Glenn Maiden said, “While new threats are constantly emerging, the style of attack is also evolving and cybercriminals are weaponising vulnerabilities and exploits with increasing speed, which should be cause for concern among businesses. One of the most concerning developments in cybercrime is the sophistication of attacks, with both the technology and attackers behind it growing progressively more insidious alongside changing motivations.
“Cybercriminals have moved on from unsophisticated spray-and-pray or share-and-click approaches. They’ve become more targeted, more direct, and more well-versed at moving through organisations. It’s especially important for businesses to recognise this shift in approach and adapt both their cybersecurity approaches and their staff cybersecurity education and training to better address and protect against changing attacks.”
Corne Mare said, “There’s a risk of organisations becoming complacent in the wake of continued cyberattacks, especially as the question is no longer an if but when organisations will be attacked. While there’s now a level of normality around cyberthreats, the risks start to include the potential for wilful blindness or risk fatigue in terms of cybersecurity.
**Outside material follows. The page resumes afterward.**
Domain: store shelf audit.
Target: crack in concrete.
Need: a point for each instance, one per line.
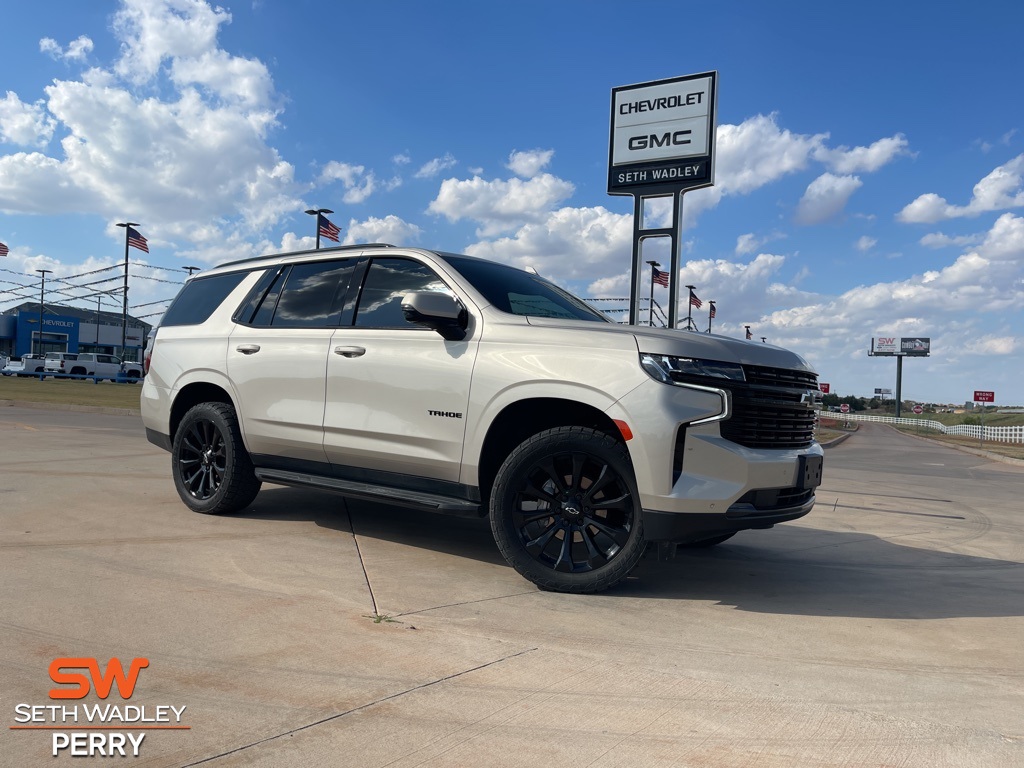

For example, business leaders may be tired of hearing about ransomware, but that doesn’t mean it will disappear.
“As cybercriminals continue to increase their sophistication of attacks; organisations need to double down on the security basics or risk their own complacency also becoming a significant threat. To counteract this, business leaders need to increasingly give cybersecurity a seat at the boardroom table and invest in zero trust strategies from a business perspective, instead of only a technology viewpoint.”
Beyond strengthening an organisation’s security posture and better educating employees around maintaining good cybersecurity hygiene, more also needs to be done on an enterprise and government level to protect ANZ businesses from cyberthreats.
Corne Mare said, “As cybercriminals evolve, often joining forces to share exploits, business and government need to equally engage in information sharing to help better protect organisations and data from cyberattacks. Enterprises need to collaborate more freely and engage in open communication; ultimately, it’s big technology that can contribute to the safety and security of individuals and their data, and more needs to be done to reinforce this.”
Glenn Maiden said, “As with physical security, there’s an increasing need for a collective, global coalition to be established that will help businesses and governments to better manage security and safety in the digital sphere. Without this, cyberattackers will continue to evolve and threaten businesses. And, as society becomes increasingly connected and attackers become more sophisticated in their approaches, the impacts of future attacks could be devastating.”